Ярмарка в качестве кульминации воспринимается не только как намек на возможности человека, но и как указание на невозможность слиться с природой. Ибо торжество духа происходит всего на один миг, а потом начинается спуск, снижение, уход, возможно, деградация-. В этом случае описательный "удар" "ярмарка!" до слов "приезжий мужик наш" воспринимается как высокость, высота, а дальнейшее развитие сюжета - как поборение духа человека соблазнами и чертовщиной, иначе - как развеивание по ветру сил своих.

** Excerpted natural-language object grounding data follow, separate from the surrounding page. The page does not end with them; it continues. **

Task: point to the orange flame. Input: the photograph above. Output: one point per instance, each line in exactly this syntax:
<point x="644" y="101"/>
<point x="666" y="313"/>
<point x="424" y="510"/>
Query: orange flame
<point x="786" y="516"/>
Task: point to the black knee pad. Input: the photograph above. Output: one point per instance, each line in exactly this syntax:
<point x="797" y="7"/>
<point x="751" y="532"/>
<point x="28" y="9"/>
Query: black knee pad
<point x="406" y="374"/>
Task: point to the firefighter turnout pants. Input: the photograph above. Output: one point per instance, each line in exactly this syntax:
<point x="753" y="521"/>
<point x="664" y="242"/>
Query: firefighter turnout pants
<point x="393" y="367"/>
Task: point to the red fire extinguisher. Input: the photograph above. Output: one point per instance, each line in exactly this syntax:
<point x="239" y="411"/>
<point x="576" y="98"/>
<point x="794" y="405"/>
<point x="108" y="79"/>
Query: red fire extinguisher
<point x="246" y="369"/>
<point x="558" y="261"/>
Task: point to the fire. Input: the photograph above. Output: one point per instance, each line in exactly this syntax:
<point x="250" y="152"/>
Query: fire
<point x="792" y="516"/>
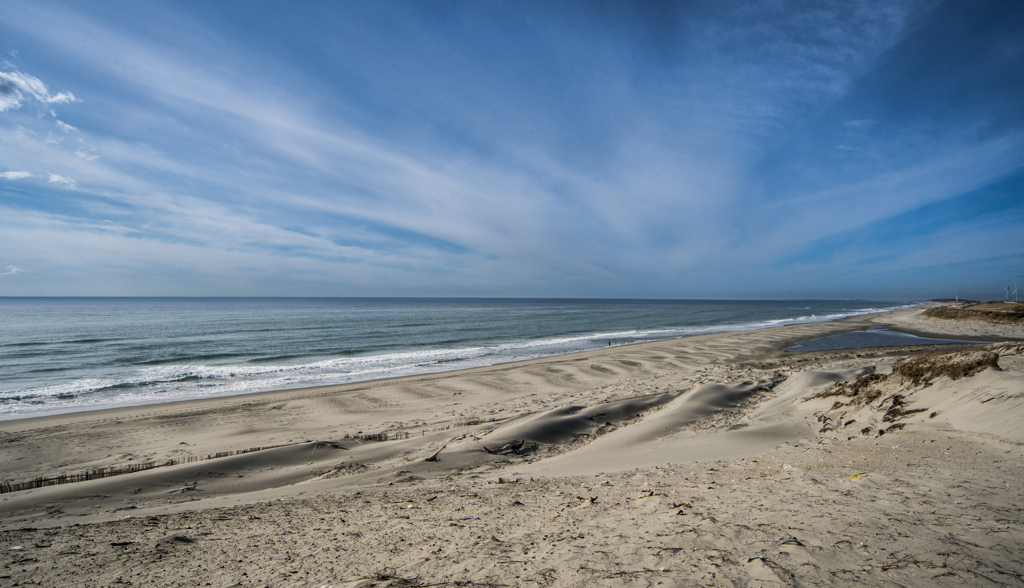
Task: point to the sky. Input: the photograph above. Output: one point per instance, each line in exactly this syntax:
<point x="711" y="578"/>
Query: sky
<point x="527" y="149"/>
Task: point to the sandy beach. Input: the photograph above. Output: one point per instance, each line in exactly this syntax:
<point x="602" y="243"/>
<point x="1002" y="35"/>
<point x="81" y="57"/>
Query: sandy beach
<point x="716" y="460"/>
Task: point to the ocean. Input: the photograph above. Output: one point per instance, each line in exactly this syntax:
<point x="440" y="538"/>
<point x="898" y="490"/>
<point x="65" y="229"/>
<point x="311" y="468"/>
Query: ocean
<point x="66" y="354"/>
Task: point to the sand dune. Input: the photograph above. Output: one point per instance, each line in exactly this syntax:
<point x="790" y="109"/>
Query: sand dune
<point x="708" y="460"/>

И тогда композиционный ряд выстраивается как природа, разломленная на две параллели:

I

(Общее, созерцательное)

День в Малороссии

(согласие)

Ярмарка

(согласие)

Пляска

(согласие)

II

(Частное, динамическое)

В тот же день - воз, дорога, усталые люди на этой дороге

(зависимость)

Человек на ярмарке, несвободный, ищущий, как продать пшеницу

(зависимость)

Люди как механизмы в пляске и тема улетающей радости

(зависимость)

По вертикали общее, созерцательное подчиняет себе частное, динамическое. По горизонтали (событийный вектор) выясняется триадность композиции, которая прорастает в другие утроенные сопоставления, например: небо - земля - ад; природа - люди - черти; день - вечер - ночь. Две триады: небо - земля - ад, .природа - люди -черти - относятся друг к другу по парам тоже как общее к частному. Небо-космос подчиняет себе землю, земля позволяет жить на себе людям, ад - вместилище чертей. О горизонтальном соотношении уже упоминалось. (48)

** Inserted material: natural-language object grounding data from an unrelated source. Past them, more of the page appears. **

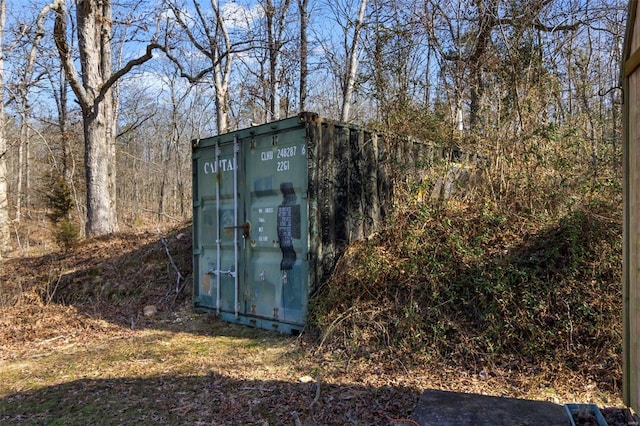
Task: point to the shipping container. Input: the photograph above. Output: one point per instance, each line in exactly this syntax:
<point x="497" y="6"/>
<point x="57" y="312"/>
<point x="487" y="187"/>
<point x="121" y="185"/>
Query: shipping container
<point x="630" y="76"/>
<point x="275" y="205"/>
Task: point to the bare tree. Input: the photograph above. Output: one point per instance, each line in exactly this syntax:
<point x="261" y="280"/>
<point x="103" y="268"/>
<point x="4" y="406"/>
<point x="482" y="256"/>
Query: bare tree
<point x="352" y="64"/>
<point x="94" y="92"/>
<point x="303" y="10"/>
<point x="4" y="204"/>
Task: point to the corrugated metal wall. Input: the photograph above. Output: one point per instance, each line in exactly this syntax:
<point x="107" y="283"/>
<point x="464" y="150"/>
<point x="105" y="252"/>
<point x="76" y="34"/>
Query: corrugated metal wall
<point x="277" y="204"/>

Между прочим, тема цыган (подобно теме ярмарки) весьма значительна в сюжете как связующая. Если ярмарка через описательные функции создает общение или разобщение между природой и людьми, то цыгане выступают как посредники между адом и людьми (Грицько - любовь - цыган - корысть - волы - пшеница Черевик - торжество любви Грицька и Параски).

Обратим внимание на описание, выдержанное в мрачно-романтическом колорите: "В недоумении посмотрел на него Грицько. В смуглых чертах цыгана было что-то злобное, язвительное, низкое и вместе высокомерное: человек, взглянувший на него, уже готов был сознаться, что в этой чудной душе кипят достоинства великие, но которым одна только награда есть на земле - виселица. Совершенно провалившийся между носом и острым подбородком рот, вечно осененный язвительною улыбкой, небольшие, но живые, как огонь, глаза и беспрестанно меняющиеся на лице молнии предприятий и умыслов, все это как будто требовало особенного... костюма ... Этот темно-коричневый кафтан, прикосновение к которому, казалось, превратило бы его в пыль; длинные ... черные волосы, башмаки, надетые на босые, загорелые ноги, - все это, казалось, приросло к нему и составляло его природу".

Фрагмент воспринимается еще мрачнее по сравнению с весело рассказанной историей о красной свитке. На связь людей и загадочной .двуликой "натуры" намекают слова "природа", "земля", хотя они употреблены определенно в другом смысле. Демоническое, злобно-высокое начало в портрете цыгана как будто хочет подтвердить мысль о том, что людям мешают, а иногда помогают силы от лукавого. Цыган, человек и дьявол, произведение природы и ада, мощнее и романтичнее нестрашных, деловито и домовито суетящихся чертей. Получеловеческое-полусатанинское в цыганах звучит и в описании, сюжетно завершающем IX главу: "... заставили очнуться наших мертвецов, Солопия и. его супругу, которые, полные прошедшего испуга, долго глядели в ужасе неподвижными глазами на смуглые лица цыган. Озаряясь светом, неверно и трепетно горевшим, они казались диким сонмищем гномов, окруженных тяжелым подземным паром, в мраке непробудной ночи". Черти, ведьмы, "лысые дядьки" - это привычный набор для пугания людей. Через цыган природа как будто силится сказать людям еще что-то - искаженно-доброе и непонятное ей самой.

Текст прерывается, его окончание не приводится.